As we walked down the steps of Low Library, both dissatisfied with Dean Halford’s response to Columbia SDS’s formal demand for institutional disaffiliation from IDA, Evansohn said to me the following:
“That’s all you can ever expect from a liberal bureaucrat.”
At Columbia SDS’s general assembly meeting a day or two later, I summarized my IDA research for the rank-and-file members who had shown up for the meeting, and someone nominated me for a Columbia SDS steering committee position. I was elected to the steering committee and was re-elected the following year. Were it not for my discovery of Columbia’s IDA ties, I would not have been elected to the Columbia SDS steering committee.

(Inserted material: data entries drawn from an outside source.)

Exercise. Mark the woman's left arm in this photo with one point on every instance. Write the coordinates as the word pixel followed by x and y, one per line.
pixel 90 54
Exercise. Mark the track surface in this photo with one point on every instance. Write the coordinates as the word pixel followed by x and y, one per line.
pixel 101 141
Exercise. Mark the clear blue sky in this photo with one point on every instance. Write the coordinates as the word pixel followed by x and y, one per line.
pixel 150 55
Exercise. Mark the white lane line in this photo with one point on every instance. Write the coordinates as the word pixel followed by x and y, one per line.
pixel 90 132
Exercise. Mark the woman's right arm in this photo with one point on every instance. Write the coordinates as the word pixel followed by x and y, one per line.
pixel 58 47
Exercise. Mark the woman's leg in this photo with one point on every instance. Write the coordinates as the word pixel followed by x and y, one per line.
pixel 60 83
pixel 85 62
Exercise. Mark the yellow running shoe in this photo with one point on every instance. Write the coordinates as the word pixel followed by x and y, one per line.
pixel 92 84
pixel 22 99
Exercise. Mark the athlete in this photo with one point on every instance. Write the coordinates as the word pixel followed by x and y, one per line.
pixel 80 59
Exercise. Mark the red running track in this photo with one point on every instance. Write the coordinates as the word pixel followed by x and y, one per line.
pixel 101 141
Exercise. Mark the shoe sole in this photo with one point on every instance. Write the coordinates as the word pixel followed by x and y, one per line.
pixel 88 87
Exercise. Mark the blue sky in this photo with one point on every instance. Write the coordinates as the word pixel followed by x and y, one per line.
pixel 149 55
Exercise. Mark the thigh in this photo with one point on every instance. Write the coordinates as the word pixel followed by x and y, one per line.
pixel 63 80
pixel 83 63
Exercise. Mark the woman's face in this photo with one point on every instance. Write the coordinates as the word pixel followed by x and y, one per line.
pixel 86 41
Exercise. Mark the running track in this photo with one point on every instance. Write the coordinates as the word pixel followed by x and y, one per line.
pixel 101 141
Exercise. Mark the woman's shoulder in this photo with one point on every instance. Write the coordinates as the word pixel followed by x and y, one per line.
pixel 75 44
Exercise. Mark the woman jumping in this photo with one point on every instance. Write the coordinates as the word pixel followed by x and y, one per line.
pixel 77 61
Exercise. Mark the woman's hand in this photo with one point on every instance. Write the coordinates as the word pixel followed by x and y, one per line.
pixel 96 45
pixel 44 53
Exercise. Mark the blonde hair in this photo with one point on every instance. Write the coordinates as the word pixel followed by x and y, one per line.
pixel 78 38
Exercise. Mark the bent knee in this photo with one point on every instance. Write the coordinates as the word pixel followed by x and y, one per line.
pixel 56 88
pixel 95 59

At this same meeting, Teddy was elected Columbia SDS chairman for the 1967-68 academic year and Ted was elected vice-chairman for the same period. Since Teddy and Ted were the only Columbia College juniors in the New Left faction who were willing to take on these posts, they were elected without any significant opposition within the Columbia SDS chapter. Because Teddy was considered to be both a more charismatic orator and a more popular New Left personality on campus than Ted, nobody suggested that Ted—not Teddy—might be the more appropriate choice for Columbia SDS chairman.

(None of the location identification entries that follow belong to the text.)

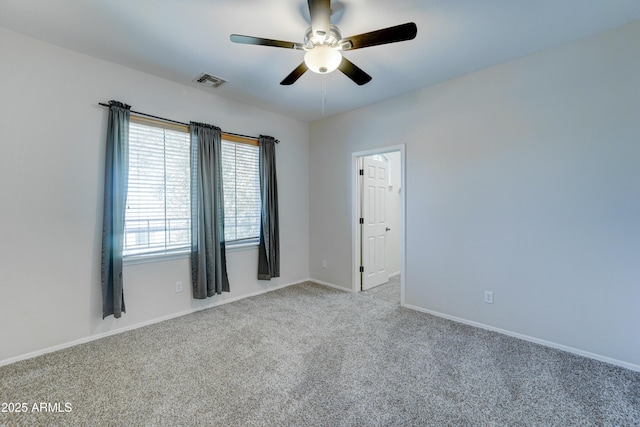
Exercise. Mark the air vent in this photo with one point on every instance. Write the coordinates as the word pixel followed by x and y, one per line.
pixel 209 80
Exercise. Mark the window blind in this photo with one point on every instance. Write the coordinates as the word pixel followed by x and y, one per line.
pixel 158 206
pixel 241 191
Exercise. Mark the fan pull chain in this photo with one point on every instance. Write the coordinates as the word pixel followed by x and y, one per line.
pixel 324 93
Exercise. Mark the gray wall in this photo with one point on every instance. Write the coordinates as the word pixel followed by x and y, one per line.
pixel 51 171
pixel 522 179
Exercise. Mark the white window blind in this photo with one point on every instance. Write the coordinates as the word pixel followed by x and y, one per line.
pixel 157 218
pixel 241 192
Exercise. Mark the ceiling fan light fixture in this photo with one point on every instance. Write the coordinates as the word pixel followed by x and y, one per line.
pixel 322 59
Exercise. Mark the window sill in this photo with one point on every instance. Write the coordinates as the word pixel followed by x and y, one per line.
pixel 144 259
pixel 235 247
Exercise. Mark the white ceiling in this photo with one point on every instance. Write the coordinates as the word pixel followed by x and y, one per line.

Teddy arranged to have a few hundred copies of the Columbia-IDA expose’ printed up and circulated around campus. Spectator printed a letter to the editor that I had written them a month earlier because now I suddenly had more intellectual status with them. Viet Report suddenly acknowledged receipt of an excerpt from my anti-war play, The Barrier, which I had mailed them months before, after Klare mentioned my name in an article he wrote for Viet Report about IDA.
I started to work more closely with Teddy who, in his early days as Columbia SDS chairman, was very energetic and enthusiastic about doing campus organizing. Because Nancy continued to always be at Teddy’s side, I bumped into her often and continued to find her quite attractive on an emotional, intellectual, political and physical level, the more I spoke with her and worked closely with her and Teddy. I worked with the Schneiders on writing leaflets which described Columbia-IDA ties and used the IDA complicity issue to raise the political consciousness of the liberal Columbia and Barnard students about the true nature of the U.S. university. I started to get friendlier with more Barnard members of Columbia SDS with whom I worked, attended meetings with or met in libraries, at SDS parties, at SDS cultural events or just walking around campus.
Most Columbia SDS cultural events were set up by Morris, who had entered Columbia the same term I had. Morris was a red diaper baby who, as a freshman, had worked hard setting up benefit film showings and sliding leaflets under dormitory room doors for the Independent Committee on Viet Nam. As a freshman, I had joined him in shoving leaflets under dorm room doors in John Jay Hall one night. Like most other Columbia leftist students, Morris had left the ICV for Columbia SDS in Fall 1966.
Within Columbia SDS, Morris was the guy in whose name rooms for Columbia SDS film showings and cultural events were reserved. Morris was also the guy who took care of placing ads in Spectator for Columbia SDS cultural front events. Films on Viet Nam narrated by Bertrand Russell, Soviet films like Potemkin and Italian films like The Organizer with Marcello Mastroianni were booked by Morris for various evening fundraising or free SDS cultural events on campus.